Officials say two swastikas were carved into the bathroom of a Hudson Valley Starbucks and left up for three weeks before they were reported. Gov. Andrew Cuomo ordered the New York State Police Hate Crimes Task Force to investigate.

"Two swastikas were recently found carved into a Starbucks bathroom door in Nyack, Rockland County. In New York we have absolutely zero tolerance for such abhorrent symbols, which are designed to intimidate and sow division and are part of the cancer of hate that has infected the nation's body politic in recent years. I am directing the State Police Hate Crimes Task Force to assist local authorities in their investigation into this incident and to punish those responsible to the fullest extent of the law. Anti-Semitism and hate in all its forms are repugnant to New York's values of inclusion, diversity and acceptance - and we will continue to call out cowardly acts of hate whenever and wherever we see them," Cuomo said in a statement late Monday.

Earlier Monday, Rockland County Executive Ed Day said he learned the swastikas were carved three weeks ago and left up, or went unnoticed.

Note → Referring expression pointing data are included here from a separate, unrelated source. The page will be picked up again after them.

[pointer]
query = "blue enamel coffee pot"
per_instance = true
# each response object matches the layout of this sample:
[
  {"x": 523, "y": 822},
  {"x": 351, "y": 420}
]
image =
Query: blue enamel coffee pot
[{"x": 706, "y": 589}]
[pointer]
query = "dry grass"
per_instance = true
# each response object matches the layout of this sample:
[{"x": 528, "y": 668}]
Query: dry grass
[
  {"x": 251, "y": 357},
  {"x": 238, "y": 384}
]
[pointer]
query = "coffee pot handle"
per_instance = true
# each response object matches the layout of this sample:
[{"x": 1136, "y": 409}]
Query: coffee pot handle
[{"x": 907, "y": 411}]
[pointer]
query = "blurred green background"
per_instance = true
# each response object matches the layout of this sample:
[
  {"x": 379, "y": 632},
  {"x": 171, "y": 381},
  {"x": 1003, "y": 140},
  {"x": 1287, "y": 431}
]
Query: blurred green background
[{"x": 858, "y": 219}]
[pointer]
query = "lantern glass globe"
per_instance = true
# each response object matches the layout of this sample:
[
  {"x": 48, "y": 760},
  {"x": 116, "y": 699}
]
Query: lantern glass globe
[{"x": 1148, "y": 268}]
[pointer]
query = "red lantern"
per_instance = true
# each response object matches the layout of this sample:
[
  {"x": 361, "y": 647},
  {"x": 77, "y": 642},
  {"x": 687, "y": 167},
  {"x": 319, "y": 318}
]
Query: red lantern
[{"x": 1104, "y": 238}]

"We confirmed with law enforcement that this happened approximately three weeks ago, was still up in the bathroom today and Starbucks either did not see it or simply did not report it," Day said. "The police are still awaiting a report from Starbucks which we are told is finally forthcoming. You may wish to take your justifiable anger at this incident and ask the Starbucks manager just how this insult to not only to our Jewish community but also to the entire community of Rockland was left out for all to see for three weeks! How did no one employed at the store not see this? Was it reported to an employee and ignored? Is this hateful and criminal activity considered something not warranting the attention of Starbucks? The cavalier attitude by Starbucks Nyack to this incident is both shocking and disgusting."

Day also condemned the anti-semitic incident.

"This type of hate has no place in our County and those who engage in this criminal activity should be prosecuted to the fullest extent of the law," Day said.